The title comes as a kickback to one of the ways Engelberg, who is married with a 9-year-old son, has coped with her cancer as it progressed to Stage IV: Doing what she needs to do to get through the day, be it watching TV or reading an issue of People magazine.
8 . Art
When it comes to describing her feelings of a diagnosis of ductal carcinoma in situ in 1991, Merijane Block, a writer from San Francisco, has no holds barred.
"I was scared out of my mind and had anxiety," says Block, who was diagnosed at the age of 38. "I needed a forum [to express myself]."
She helped found Art.Rage.Us, a traveling exhibit of art and writings created by women with breast cancer, in 1996 after receiving news that her cancer had metastasized.
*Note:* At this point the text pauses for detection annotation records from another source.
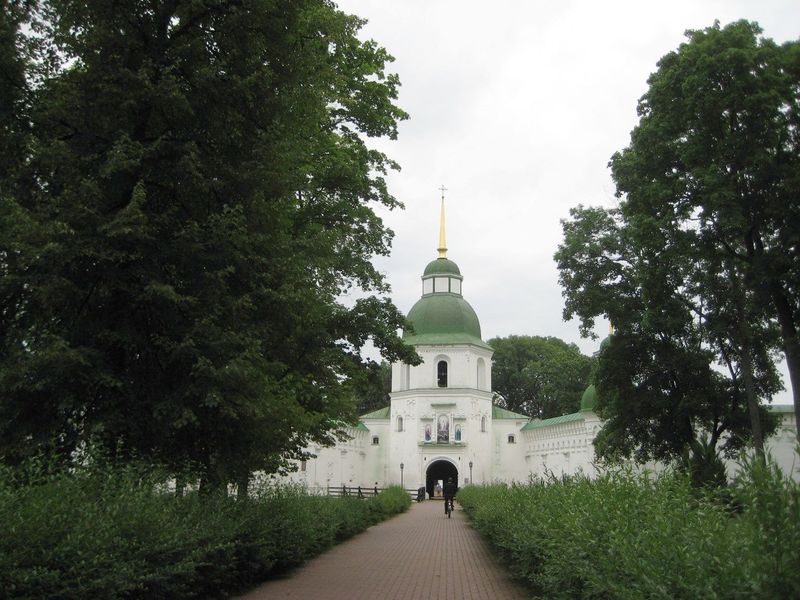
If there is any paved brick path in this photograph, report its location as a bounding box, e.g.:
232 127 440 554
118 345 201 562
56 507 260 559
234 500 527 600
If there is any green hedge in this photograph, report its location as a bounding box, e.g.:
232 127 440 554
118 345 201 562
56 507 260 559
0 466 411 598
458 465 800 600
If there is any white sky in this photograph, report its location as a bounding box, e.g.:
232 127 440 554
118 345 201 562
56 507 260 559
337 0 800 404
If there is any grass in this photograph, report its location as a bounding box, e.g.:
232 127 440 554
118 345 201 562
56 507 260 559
0 458 410 598
458 463 800 600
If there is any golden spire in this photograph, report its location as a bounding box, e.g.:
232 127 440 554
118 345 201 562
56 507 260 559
437 185 447 258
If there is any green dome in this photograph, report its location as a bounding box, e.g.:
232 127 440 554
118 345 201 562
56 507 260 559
422 258 461 277
581 384 597 410
403 294 489 348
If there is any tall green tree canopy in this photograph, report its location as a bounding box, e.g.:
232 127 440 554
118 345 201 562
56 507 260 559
0 0 416 482
556 21 800 458
489 335 593 419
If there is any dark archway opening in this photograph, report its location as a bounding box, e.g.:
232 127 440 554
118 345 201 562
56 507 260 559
425 460 458 498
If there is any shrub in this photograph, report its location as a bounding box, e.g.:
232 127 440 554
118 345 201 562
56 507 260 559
0 465 410 598
459 458 800 600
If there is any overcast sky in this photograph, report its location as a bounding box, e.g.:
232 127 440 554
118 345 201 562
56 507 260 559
337 0 800 403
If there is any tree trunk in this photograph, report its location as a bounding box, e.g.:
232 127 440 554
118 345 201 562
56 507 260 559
740 332 764 461
236 473 250 500
770 282 800 433
728 268 764 461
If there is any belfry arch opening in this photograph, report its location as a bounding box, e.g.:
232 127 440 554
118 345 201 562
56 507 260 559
425 459 458 498
436 360 447 387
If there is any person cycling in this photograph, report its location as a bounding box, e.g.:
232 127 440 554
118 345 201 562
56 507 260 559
443 477 458 517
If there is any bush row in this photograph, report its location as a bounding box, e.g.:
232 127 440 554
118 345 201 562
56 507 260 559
0 467 410 598
458 464 800 600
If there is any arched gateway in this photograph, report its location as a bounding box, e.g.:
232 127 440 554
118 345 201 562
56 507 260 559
425 459 458 497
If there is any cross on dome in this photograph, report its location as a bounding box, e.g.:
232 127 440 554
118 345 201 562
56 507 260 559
437 184 447 258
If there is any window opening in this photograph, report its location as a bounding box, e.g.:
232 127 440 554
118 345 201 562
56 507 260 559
436 360 447 387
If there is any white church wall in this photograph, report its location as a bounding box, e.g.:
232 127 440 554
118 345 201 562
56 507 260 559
392 345 492 392
490 419 527 481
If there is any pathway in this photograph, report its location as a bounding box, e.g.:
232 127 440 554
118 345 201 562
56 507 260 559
234 500 527 600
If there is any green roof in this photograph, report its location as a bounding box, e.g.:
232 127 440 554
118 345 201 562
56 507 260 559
522 413 583 431
422 258 461 277
403 293 490 349
492 405 530 421
361 406 392 421
581 384 597 410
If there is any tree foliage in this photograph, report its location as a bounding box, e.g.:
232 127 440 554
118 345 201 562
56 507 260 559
0 0 422 490
489 335 593 419
556 21 800 459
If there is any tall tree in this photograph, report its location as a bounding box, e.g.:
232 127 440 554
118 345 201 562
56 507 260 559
556 22 800 458
611 21 800 436
0 0 422 485
489 335 593 419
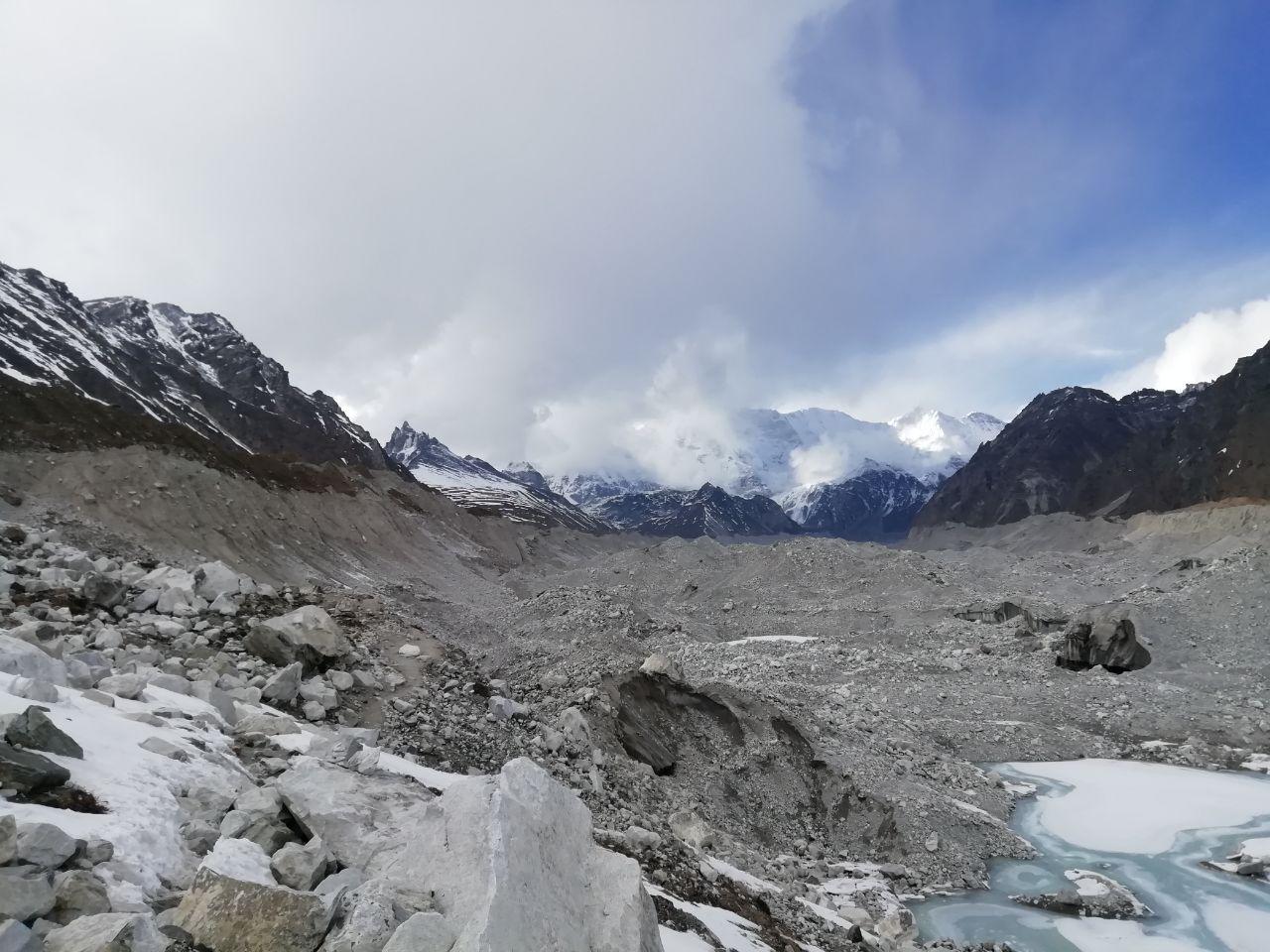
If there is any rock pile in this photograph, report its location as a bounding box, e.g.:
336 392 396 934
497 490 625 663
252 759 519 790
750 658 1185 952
0 526 661 952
At the time, Block wrote every day for three years, though her diagnosis of breast cancer helped change the topic.

9. Advocacy
After a diagnosis of Stage II HER2-positive breast cancer in her right breast at 34, Jennifer Levinson had a bilateral mastectomy (choosing to have her left breast removed as a prophylactic measure) and went on living her life as a young, bald, cancer patient. Many might feel powerless with such an identity, but Levinson used her appearance to demand the attention of some important lawmakers.
After her diagnosis in 2000, Levinson, who lives in Florida, became an activist for breast cancer, attending conferences and lobbying politicians in Washington for more research on the disease. She also became a three-time National Breast Cancer Coalition team leader for their national lobby day.
10. Awareness
Life changed for Sue Keitel the day she had her chest covered in plaster. She was diagnosed in October 2005 at 48 with invasive lobular carcinoma and underwent a lumpectomy. Eventually, she chose to participate in Mamorial, a New Jersey-based nonprofit that takes molds of breasts in all stages of the cancer treatment process. The group then turns those "life casts" into resin breasts that will tour the country, raising awareness about breast cancer.
Keitel considers her breast cast "emotional comfort... It gave me the opportunity to believe that my body was not as horrible as I thought it was," she says. "...All of a sudden, you realize you're not the only one... It is a community. It gives you emotional support."